Published by American Composers Edition

Hee Sook Kim and I had an idea some time ago to start making "music videos" and put them on YouTube. The length was meant to be the same as the typical pop song. Our first collaboration of this type was Circlings, which can also be found on YouTube. But Centenary Fragment is the first to follow our original idea, in terms of both scale and length. You can see/hear it by clicking on this link:


Included below are the program notes I wrote for the premiere, which took place on Sunday March 24, Keller Hall, University of New Mexico as part of the John Donald Robb Composers' Symposium Rite of Spring celebration. Thanks to the directors of the symposium, Peter Gilbert and Karola Obermüller, for inviting me to take part. And thanks also to Chatter, who both performed on this recording and performed the premiere.

I usually do not write descriptive program notes but in this case make an exception.

My Le Sacre homage is built using the timings found in Charles Dutoit's recording with the Montreal Symphony Orchestra. I chose to include from the opening to where "The Augurs of Spring" begins. In Dutoit's recording this takes 3 minutes and 33 seconds. The vibraphone plays the first note of the bassoon part, both at the beginning C-natural and at 3:00, when the bassoon returns with the same motif, this time a B-natural. I like the way the return sounds, but is not, the same and I isolate that phenomenon in what I wrote. I wish for the C to "become" a B over time and for the pitch to (intentionally) be unstable as a means of making that happen. The composition ends with one iteration of the violin pizzicato (played by vibraphone/wood block) found just before "The Augurs" begins. Thus the piece moves from C to B-flat in 3:33.  That explains the overall structure and content.

The form of the piece remained a mystery for me until I read an essay in the Huffington Post by composer Daniel Asia. He compared two centennials, the 100th birthday of John Cage (which he called "the put-on of the century"), and the 100th birthday of Stravinsky's Rite of Spring (which he calls, and rightly so, "earth shattering"). And which of Cage's many compositions does Asia choose to make this comparison? None other than one of the last century's most important solo works for piano, Cage's Sonatas and Interludes.
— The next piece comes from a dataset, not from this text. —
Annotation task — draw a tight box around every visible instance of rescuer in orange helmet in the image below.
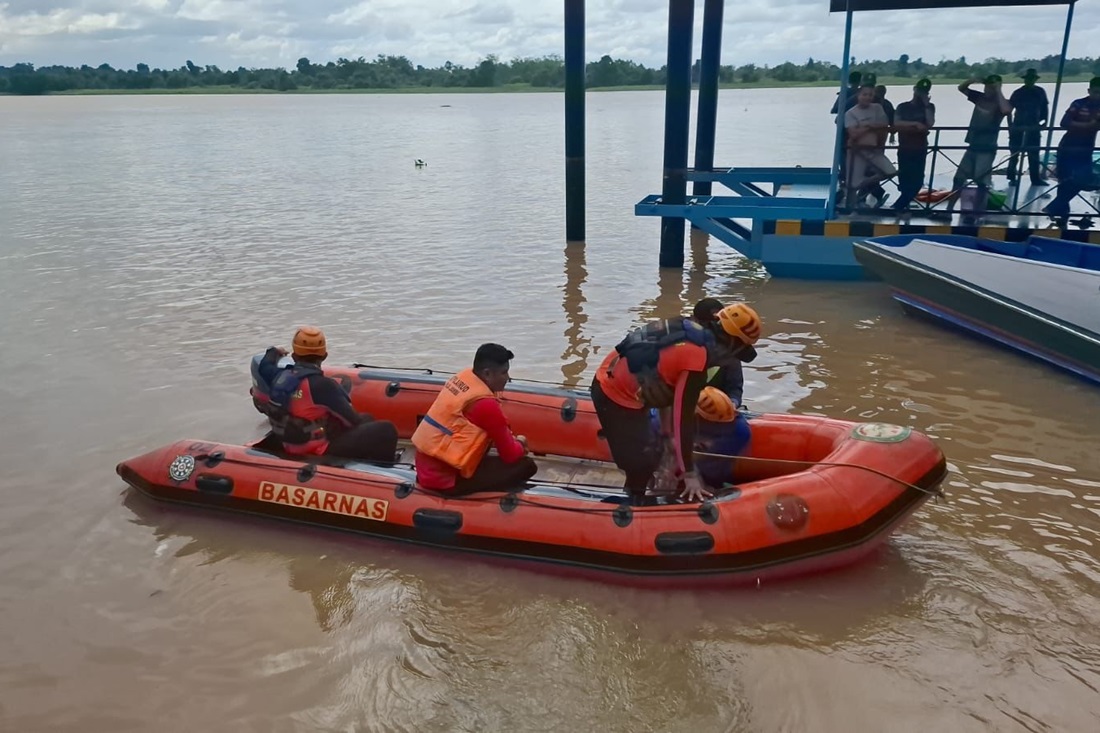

As I've written elsewhere, I used to say that regardless of what one thinks of Cage's body of work as a whole, I'd never met anyone who didn't love the Sonatas and Interludes. Now I know of one: Daniel Asia. Cage once said the best criticism of someone else's work is your own. So that inspired me to combine the two centennials into one piece, a work influenced in its structure and content by Stravinsky, but with Cage's so-called "square-root form," as found in his Sonatas, used (loosely) to build the form. I do this taking the number of violin pizzicato repetitions mentioned earlier (5+2+1) to create what Cage called a piece's form: its note-to-note continuity.

I doubt Stravinsky, who unlike Asia found Cage's work interesting ("sehr interessant" is how he put it), would mind. We all know what Stravinsky thought about stealing from others--"good composers borrow, great composers steal." So I decided, since celebrating centennials is what prompted my work, to throw Cage in with Stravinsky, stealing the form from the former and the content from the latter. Not sure stealing in my case has anything to do with being a "great composer" but I do find pleasure listening to what I stole from both of them in the making of my Centenary Fragment. And watching the season change from winter to spring in northern New Mexico (source of what Hee Sook Kim used to make the images) increases that pleasure many-fold!